Moore Than This

"Here we are living in paradise, living in luxury..."

Saturday, February 25, 2006

Links

An interview with freed Guantanamo Bay detainee Moazzam Begg. I saw him speak at the Amnesty UK Annual General Meeting in April last year and was impressed by how calm and tolerant he appeared after everything he'd been through. Go read, it's very interesting and brings out a lot of different sides to his character.

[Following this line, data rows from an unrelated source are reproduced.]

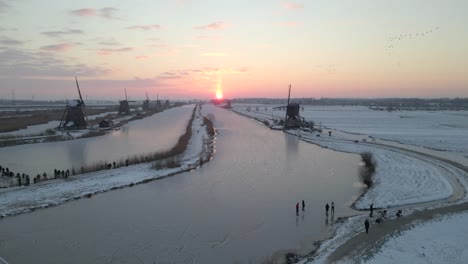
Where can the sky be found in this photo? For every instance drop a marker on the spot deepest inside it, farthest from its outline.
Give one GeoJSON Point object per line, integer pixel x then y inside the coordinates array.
{"type": "Point", "coordinates": [195, 49]}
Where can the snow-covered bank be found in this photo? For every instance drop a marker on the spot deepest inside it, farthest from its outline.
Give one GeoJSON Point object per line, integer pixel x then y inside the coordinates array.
{"type": "Point", "coordinates": [441, 240]}
{"type": "Point", "coordinates": [403, 177]}
{"type": "Point", "coordinates": [16, 200]}
{"type": "Point", "coordinates": [441, 130]}
{"type": "Point", "coordinates": [400, 178]}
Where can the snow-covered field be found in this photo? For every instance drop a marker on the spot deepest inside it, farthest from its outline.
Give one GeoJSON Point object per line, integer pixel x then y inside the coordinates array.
{"type": "Point", "coordinates": [402, 177]}
{"type": "Point", "coordinates": [442, 130]}
{"type": "Point", "coordinates": [16, 200]}
{"type": "Point", "coordinates": [443, 240]}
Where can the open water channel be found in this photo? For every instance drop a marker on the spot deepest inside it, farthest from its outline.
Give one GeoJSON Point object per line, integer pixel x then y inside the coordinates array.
{"type": "Point", "coordinates": [238, 208]}
{"type": "Point", "coordinates": [158, 132]}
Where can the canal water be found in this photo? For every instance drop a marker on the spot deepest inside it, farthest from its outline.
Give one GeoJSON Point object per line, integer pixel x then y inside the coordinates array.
{"type": "Point", "coordinates": [238, 208]}
{"type": "Point", "coordinates": [158, 132]}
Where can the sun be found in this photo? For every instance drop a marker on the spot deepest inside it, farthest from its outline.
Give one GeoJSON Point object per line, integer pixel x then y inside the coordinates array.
{"type": "Point", "coordinates": [219, 94]}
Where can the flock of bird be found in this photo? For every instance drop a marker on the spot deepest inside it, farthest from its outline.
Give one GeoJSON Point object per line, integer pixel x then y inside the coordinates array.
{"type": "Point", "coordinates": [393, 42]}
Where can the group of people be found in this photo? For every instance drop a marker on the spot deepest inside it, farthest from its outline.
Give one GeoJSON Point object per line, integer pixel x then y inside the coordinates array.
{"type": "Point", "coordinates": [25, 180]}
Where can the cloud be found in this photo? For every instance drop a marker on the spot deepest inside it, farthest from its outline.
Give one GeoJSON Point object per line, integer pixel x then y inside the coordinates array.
{"type": "Point", "coordinates": [215, 25]}
{"type": "Point", "coordinates": [289, 24]}
{"type": "Point", "coordinates": [57, 47]}
{"type": "Point", "coordinates": [105, 52]}
{"type": "Point", "coordinates": [213, 54]}
{"type": "Point", "coordinates": [145, 27]}
{"type": "Point", "coordinates": [20, 63]}
{"type": "Point", "coordinates": [62, 32]}
{"type": "Point", "coordinates": [292, 6]}
{"type": "Point", "coordinates": [106, 12]}
{"type": "Point", "coordinates": [9, 42]}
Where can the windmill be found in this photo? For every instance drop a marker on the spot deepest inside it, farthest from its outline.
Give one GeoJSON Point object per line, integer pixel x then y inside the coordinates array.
{"type": "Point", "coordinates": [124, 108]}
{"type": "Point", "coordinates": [146, 103]}
{"type": "Point", "coordinates": [74, 114]}
{"type": "Point", "coordinates": [158, 102]}
{"type": "Point", "coordinates": [292, 118]}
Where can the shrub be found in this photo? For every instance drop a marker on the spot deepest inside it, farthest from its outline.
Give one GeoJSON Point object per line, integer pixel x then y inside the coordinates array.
{"type": "Point", "coordinates": [369, 168]}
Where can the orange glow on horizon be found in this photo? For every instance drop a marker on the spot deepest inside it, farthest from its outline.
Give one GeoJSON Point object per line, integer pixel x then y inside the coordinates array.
{"type": "Point", "coordinates": [219, 94]}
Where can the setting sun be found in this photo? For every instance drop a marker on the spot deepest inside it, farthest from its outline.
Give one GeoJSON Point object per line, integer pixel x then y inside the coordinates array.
{"type": "Point", "coordinates": [219, 94]}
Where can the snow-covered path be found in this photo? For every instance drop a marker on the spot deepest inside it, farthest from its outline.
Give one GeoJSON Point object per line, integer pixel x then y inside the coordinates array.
{"type": "Point", "coordinates": [405, 175]}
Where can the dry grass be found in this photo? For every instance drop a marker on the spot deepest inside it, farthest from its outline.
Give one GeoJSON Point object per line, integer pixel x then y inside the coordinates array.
{"type": "Point", "coordinates": [165, 159]}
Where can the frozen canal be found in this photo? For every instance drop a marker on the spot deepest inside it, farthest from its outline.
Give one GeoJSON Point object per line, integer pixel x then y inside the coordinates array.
{"type": "Point", "coordinates": [240, 207]}
{"type": "Point", "coordinates": [163, 130]}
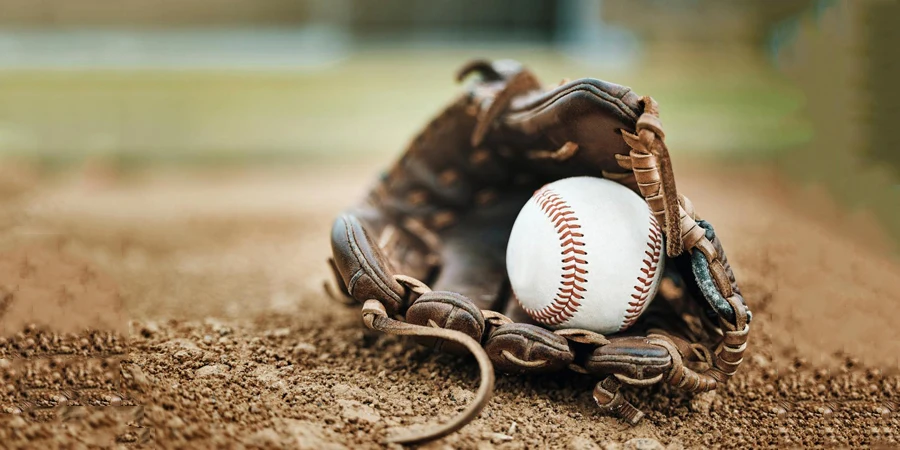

A light-hearted article from the J-Times on the pain of learning kanji - the imported Chinese characters that stand for words or bits of words in Japanese. Just this week someone described to me their favourite kanji. This isn't as geeky as it sounds - once you know the meaning of the character, you can work out what it means in the context of the word. I used to have kanji that I could appreciate on an aesthetic level, of being a clever representation of the concept it signifies. Of course, this was before I was catapulted into the 40-kanji-per-10-days climate of Level 4, and now I view them all with equal hatred.

Hilary Benn, Minister for International Development, is looking for answers about Britain's aid and development policies. The blog post is average, but contains links to Benn's speeches and related stories, which are well worth reading. I cast my vote in the 2005 election for Benn - as MP for Leeds Central, where I was living at the time, he played a big part in redeveloping the city to the vibrant, impressive place it is today, and as head of the Department for International Development, he seems genuinely committed to a better deal for the world's poor. This is something we should all take seriously.

John Simpson reports from Iraq following the recent violence there. These lines bear quoting:
Some anti-war bloggers in Europe and North America seem positively gleeful about the way things are going here - as though the important thing is that President Bush and Tony Blair should be humiliated, and that the violence in Iraq is the method by which this can be achieved.

Yet what we are watching is the life-and-death struggle of a nation, and the efforts of its democratically elected politicians to sort things out.
One of the more sensible opinions going at the moment.